Another threatening consequence of altered mitochondrial permeability is the apoptotic proteins release from the mitochondria into the cytosol^[53-55]. Because of Cyt C is a critical component of the electron transfer chain, mitochondrial function is damaged when the mitochondrial permeability transition is triggered and Cyt C releases from the mitochondria into the cytosol. In this research, comparing to the cells cultured in hypoxia medium, there is relatively lower cytosolic Cyt C level in PEDF-pretreated cultures, thus proves that there is correlation between PEDF and the protection of mitochondrial function. Furthermore, once Cyt C enters the cytosol, apoptotic peptidase activating factor 1 (Apaf-1) and dATP are activated to assemble an apoptosome. Moreover, apoptosome collects and activates procaspase-9, which further leads to activation of other downstream caspase to launch apoptosis^[55].

AIF causes nuclear chromatin condensation and further affects mitochondria, leading to a drop in the ∆ψm and triggering the release of Cyt C as shown by immunoﬂuorescence staining^[57-59]. Moreover, the translocation of AIF occurs in the process of cell death in vivo, in models of retinal degeneration. AIF releasing from mitochondria appears to universally associate with cell death. Here we showed elevation of AIF in the RGC-5 in the hypoxic condition and its decrease following protection with PEDF.

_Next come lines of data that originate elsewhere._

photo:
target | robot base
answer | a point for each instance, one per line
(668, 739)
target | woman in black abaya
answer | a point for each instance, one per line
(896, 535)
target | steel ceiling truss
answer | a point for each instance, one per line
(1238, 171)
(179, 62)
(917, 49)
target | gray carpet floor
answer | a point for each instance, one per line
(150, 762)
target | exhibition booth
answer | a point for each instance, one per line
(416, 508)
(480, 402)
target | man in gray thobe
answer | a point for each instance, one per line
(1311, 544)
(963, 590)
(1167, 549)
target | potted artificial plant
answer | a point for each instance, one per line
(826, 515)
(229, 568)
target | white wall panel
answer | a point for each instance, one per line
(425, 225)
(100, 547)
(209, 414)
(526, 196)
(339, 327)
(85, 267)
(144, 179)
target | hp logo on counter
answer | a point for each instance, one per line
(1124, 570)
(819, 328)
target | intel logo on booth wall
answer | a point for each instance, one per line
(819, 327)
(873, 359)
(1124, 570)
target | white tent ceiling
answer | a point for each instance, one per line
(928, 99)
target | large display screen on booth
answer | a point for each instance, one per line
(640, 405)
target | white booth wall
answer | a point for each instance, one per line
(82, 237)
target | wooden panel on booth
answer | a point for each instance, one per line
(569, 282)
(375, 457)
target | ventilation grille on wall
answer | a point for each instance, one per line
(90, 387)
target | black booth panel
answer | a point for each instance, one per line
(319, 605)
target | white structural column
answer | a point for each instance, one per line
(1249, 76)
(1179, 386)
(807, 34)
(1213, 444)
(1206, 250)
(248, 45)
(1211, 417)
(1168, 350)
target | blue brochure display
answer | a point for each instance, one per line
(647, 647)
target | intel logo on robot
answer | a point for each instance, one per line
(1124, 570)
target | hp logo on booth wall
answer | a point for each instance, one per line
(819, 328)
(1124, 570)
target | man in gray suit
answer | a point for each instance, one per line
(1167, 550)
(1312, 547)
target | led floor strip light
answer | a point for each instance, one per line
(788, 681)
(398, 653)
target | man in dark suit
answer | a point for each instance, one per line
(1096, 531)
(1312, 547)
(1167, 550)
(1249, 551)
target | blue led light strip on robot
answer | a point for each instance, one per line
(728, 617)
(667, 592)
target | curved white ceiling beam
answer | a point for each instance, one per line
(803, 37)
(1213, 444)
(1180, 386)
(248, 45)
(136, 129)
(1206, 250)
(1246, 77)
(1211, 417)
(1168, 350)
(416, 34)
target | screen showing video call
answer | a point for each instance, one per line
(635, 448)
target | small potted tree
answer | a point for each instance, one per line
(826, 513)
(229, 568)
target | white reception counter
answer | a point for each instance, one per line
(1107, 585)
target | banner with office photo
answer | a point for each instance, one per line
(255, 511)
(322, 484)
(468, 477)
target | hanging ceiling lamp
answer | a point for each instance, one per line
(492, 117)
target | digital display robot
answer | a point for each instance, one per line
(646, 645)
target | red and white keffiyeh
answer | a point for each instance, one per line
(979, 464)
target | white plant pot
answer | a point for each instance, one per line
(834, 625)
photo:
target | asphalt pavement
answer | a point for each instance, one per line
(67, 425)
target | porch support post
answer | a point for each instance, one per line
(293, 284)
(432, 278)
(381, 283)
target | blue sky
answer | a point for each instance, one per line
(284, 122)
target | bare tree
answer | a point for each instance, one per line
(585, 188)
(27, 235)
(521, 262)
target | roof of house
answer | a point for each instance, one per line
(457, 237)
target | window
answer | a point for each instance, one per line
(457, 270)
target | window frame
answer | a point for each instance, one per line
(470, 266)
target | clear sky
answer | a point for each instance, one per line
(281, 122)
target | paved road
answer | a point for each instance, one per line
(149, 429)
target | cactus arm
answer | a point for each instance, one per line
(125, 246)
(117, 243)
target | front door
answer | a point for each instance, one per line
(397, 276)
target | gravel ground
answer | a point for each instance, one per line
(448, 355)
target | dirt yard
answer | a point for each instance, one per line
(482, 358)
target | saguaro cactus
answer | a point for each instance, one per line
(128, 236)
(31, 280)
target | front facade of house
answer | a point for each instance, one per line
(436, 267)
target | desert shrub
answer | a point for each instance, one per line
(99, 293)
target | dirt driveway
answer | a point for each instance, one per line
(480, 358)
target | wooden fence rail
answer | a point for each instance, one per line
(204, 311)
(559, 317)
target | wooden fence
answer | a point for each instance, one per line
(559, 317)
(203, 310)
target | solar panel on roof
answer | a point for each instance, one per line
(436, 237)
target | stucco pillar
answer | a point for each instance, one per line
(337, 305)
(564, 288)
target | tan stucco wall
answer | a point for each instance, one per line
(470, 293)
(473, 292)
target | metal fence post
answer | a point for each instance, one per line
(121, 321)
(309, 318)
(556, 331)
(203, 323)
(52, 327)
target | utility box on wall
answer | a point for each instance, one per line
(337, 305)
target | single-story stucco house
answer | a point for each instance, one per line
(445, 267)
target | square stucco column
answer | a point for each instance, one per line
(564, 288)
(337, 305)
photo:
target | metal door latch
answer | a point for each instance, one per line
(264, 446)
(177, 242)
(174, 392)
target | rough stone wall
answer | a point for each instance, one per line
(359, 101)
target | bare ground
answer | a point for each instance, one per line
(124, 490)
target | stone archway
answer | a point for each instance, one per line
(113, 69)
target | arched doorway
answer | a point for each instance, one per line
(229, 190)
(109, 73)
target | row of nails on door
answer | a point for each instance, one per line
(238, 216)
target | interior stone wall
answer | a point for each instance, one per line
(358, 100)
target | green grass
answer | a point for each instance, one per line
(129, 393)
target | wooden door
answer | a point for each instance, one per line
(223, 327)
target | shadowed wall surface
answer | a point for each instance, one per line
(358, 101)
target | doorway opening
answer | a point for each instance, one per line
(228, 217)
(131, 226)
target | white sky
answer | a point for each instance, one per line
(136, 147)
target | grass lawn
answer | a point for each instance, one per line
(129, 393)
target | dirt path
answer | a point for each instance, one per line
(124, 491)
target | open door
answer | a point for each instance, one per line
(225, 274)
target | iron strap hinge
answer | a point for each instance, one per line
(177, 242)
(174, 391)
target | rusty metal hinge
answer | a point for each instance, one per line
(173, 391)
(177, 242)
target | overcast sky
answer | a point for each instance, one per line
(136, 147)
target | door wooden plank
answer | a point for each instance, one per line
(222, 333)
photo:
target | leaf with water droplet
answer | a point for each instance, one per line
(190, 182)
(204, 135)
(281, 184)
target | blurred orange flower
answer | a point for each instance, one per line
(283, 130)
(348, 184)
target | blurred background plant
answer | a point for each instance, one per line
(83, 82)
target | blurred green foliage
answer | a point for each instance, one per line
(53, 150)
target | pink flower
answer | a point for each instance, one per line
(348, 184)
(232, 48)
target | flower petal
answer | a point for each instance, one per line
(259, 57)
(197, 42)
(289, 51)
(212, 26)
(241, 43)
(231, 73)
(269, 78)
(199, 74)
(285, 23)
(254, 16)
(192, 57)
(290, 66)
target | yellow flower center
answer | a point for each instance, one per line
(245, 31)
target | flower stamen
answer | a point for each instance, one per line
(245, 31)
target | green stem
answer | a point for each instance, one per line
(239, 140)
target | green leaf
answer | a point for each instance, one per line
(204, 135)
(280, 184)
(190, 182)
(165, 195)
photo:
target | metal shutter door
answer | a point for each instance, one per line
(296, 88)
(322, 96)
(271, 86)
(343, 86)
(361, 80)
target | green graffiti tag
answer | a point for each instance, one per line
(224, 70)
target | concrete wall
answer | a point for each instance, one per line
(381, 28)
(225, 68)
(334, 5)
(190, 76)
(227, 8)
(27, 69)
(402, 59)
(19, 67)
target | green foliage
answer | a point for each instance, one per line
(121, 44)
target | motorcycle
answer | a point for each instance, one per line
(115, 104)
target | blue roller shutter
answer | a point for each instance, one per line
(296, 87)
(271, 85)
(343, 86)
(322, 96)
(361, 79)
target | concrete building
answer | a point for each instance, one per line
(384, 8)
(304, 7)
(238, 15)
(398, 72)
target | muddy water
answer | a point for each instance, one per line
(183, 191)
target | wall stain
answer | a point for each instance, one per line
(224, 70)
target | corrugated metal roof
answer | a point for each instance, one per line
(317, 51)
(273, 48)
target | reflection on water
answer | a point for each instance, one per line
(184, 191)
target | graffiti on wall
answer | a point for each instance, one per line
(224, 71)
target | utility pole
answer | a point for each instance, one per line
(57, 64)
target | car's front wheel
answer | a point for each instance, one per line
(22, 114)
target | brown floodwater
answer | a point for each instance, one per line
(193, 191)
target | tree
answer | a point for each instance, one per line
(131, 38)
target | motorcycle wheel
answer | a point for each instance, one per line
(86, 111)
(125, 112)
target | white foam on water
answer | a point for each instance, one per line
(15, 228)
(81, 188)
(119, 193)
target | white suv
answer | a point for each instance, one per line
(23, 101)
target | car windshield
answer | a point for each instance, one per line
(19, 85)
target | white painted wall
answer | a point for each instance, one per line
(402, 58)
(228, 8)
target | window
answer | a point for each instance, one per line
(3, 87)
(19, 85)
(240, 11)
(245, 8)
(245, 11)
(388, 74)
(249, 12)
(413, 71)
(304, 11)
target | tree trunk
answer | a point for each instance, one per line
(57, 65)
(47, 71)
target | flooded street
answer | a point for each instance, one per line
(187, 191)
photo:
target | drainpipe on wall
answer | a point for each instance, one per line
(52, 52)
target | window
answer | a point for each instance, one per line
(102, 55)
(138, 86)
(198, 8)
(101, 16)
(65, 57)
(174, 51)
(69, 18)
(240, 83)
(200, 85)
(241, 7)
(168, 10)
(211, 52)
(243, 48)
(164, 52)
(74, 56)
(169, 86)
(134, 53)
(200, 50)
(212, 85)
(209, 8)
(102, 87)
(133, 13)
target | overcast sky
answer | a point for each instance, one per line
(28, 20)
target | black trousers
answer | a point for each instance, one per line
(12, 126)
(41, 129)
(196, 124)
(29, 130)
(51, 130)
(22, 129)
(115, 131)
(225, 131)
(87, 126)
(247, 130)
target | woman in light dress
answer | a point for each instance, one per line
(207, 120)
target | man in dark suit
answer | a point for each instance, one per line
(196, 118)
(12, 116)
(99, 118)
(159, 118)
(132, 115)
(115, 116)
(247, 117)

Although the underlying mechanisms are not very clear and require further study, the data from our study clearly demonstrate that PEDF plays an important role in preventing signaling pathways of apoptosis.

In conclusion, our study provides evidence that PEDF can protect RGC-5 from hypoxia-induced mitochondrial dysfunction while inhibiting apoptosis. Its effects include inhibiting the opening of mPTPs and suppressing the decrease of Δψm. Moreover, PEDF also reduces ROS production and inhibited cellular ATP level’s reduction which are important index of mitochondrial dysfunction. And the research elucidates PEDF has an effect on inhibiting release of apoptogenic protein. At the same time, PEDF, as a neurotrophins to be new treatment, still requires further in vivo studies to ensure the efficiency of therapy in protecting functions on RGCs. PEDF as a highly attractive treatment application in the ophthalmic clinic, the long-term effects in retinal diseases have to be investigated.